Lately, I hear more about the idea of rewarding healthier employees, for example, non-smokers or those who participate in a preventative option through the company. Obviously some human resource professionals agree with this idea, while others are very hesitant, fearing a backlash. I am not going to try to sway you one way or the other, but I thought I would share my experiences for those wondering if it is a good option or not.
First, you will never make everyone happy, no matter how hard you try. I think being in the medical device industry allowed my past employer an edge to pull off the no-smoking concept. It was a nice fit. We certainly didn't have a lack of resumes coming in, but I'm sure we burned a few bridges for possible great hires.

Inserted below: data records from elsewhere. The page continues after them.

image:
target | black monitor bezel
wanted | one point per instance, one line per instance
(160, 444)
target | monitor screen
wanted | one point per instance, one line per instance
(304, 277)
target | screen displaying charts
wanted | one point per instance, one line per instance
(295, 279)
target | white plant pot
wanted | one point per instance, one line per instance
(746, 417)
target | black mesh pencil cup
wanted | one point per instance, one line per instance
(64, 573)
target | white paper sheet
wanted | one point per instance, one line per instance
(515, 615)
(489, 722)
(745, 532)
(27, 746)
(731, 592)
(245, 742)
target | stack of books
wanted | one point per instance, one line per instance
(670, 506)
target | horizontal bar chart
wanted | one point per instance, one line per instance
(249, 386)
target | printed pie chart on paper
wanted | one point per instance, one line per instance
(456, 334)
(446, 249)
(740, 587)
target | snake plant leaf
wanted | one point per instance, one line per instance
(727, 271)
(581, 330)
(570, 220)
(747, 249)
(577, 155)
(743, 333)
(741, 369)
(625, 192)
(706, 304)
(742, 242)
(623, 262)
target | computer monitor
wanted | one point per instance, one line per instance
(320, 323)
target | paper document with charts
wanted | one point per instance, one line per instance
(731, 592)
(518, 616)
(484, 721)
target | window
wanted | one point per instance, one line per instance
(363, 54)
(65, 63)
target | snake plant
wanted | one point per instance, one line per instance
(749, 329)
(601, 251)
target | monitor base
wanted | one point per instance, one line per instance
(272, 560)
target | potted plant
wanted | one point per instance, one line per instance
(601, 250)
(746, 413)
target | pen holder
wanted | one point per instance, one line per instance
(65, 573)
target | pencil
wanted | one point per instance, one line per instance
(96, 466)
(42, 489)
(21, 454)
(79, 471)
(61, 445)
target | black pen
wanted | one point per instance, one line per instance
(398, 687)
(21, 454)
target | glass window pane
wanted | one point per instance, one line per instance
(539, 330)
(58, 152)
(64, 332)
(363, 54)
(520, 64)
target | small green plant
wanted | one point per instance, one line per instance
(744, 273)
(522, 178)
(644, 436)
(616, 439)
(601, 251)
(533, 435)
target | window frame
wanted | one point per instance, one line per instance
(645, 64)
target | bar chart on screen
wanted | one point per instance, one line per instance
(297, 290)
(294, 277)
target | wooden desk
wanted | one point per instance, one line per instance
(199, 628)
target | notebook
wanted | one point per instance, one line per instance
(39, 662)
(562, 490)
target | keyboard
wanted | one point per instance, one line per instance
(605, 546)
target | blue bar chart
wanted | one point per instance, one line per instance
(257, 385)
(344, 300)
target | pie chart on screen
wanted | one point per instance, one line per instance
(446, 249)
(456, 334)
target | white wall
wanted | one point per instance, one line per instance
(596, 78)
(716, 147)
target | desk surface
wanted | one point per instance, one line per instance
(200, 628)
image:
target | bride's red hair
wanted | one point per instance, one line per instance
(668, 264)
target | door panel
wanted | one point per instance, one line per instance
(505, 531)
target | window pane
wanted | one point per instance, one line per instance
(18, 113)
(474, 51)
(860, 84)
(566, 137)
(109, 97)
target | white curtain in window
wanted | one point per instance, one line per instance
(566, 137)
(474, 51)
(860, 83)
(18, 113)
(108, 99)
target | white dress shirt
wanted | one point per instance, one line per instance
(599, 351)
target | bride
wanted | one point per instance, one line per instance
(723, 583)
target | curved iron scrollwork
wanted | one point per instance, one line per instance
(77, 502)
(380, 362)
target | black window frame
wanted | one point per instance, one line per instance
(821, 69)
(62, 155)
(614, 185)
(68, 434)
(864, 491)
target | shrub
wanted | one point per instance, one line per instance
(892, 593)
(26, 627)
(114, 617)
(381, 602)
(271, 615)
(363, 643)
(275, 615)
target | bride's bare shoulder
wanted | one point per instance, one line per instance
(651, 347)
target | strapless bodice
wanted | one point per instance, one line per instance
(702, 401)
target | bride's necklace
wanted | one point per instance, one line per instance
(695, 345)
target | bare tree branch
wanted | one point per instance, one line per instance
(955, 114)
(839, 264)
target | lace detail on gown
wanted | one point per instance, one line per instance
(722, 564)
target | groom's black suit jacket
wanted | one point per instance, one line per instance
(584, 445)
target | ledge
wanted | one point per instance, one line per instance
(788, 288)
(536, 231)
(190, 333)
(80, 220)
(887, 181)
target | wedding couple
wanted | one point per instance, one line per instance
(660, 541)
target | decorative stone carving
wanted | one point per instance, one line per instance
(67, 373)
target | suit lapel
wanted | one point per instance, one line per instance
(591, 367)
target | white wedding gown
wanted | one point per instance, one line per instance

Another company I worked for promoted smoking cessation and the health benefits involved. They didn't go so far as to offer rebates on healthcare costs but they offered some small incentives. I do remember one woman thanking me for the little extra push she needed to try again. This is a great option for those not sure which way to lean in the idea of incenting employees to live healthier lives. Find a few areas to focus on and use small things like gift cards as an incentive. I recently attended a health fair for a sponsor company who offers incentives with their health plan. It is optional to participate and seemed to require a committment from the employee for them to be able to gain the incentive; however, it was more of an educational process. Not...quit smoking or you will pay more than your non-smoking co-workers.
After all this, my suggestion would be to consider your unique industry and staff. Then consider the effects (good and bad) that the decision will have on your company and your human resource department.
Anyone willing to share their take on incenting the healthy? What is working for you or not working?